Single by Crystal Gayle

from the album Miss the Mississippi
- B-side: "Danger Zone"
- Released: May 10, 1980
- Genre: Country
- Length: 3:18
- Label: Columbia
- Songwriters: David Lasley, Allee Willis
- Producer: Allen Reynolds

Crystal Gayle singles chronology
| "It's Like We Never Said Goodbye" (1980) | "The Blue Side" (1980) | "If You Ever Change Your Mind" (1980) |

= The Blue Side =

"The Blue Side" is a song written by David Lasley and Allee Willis, and recorded by American country music artist Crystal Gayle. It was released in May 1980 as the third single from the album Miss the Mississippi.

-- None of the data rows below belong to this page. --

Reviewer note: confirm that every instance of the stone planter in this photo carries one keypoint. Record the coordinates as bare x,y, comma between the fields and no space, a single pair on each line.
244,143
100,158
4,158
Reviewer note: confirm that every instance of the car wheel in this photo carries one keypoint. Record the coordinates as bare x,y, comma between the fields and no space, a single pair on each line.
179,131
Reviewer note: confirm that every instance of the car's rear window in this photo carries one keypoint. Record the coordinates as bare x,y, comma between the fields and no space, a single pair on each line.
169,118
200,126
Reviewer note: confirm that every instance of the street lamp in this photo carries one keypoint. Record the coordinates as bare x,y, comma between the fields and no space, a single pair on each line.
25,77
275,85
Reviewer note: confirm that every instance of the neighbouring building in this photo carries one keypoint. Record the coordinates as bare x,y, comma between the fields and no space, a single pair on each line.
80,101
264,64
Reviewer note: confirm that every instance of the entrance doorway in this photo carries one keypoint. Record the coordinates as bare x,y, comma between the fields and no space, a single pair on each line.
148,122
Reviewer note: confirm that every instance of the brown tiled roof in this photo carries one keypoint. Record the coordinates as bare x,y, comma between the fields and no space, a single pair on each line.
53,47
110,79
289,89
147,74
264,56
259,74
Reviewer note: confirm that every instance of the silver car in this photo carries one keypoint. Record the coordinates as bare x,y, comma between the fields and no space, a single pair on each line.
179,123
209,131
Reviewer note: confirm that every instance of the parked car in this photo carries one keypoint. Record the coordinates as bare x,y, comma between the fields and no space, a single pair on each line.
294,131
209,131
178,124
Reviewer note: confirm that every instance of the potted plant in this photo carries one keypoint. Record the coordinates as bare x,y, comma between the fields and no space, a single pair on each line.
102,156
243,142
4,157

The song reached number 8 on the Billboard Hot Country Singles & Tracks.

==Critical reception==
Prior to the song's official release, Billboard noted that the new single was "slower and bluesier then her previous efforts" made for United Artists Records, piano parts resembled "Don't It Make My Brown Eyes Blue".

==Chart performance==

| Chart (1980) | Peak position |
|---|---|
| US Hot Country Songs (Billboard) | 8 |
| US Billboard Hot 100 | 81 |
| US Adult Contemporary (Billboard) | 16 |
| Canadian RPM Country Tracks | 4 |
| Canadian RPM Adult Contemporary | 3 |

==Popular culture==
It was featured in the background of a barroom scene in the Paul Newman crime drama Fort Apache, The Bronx.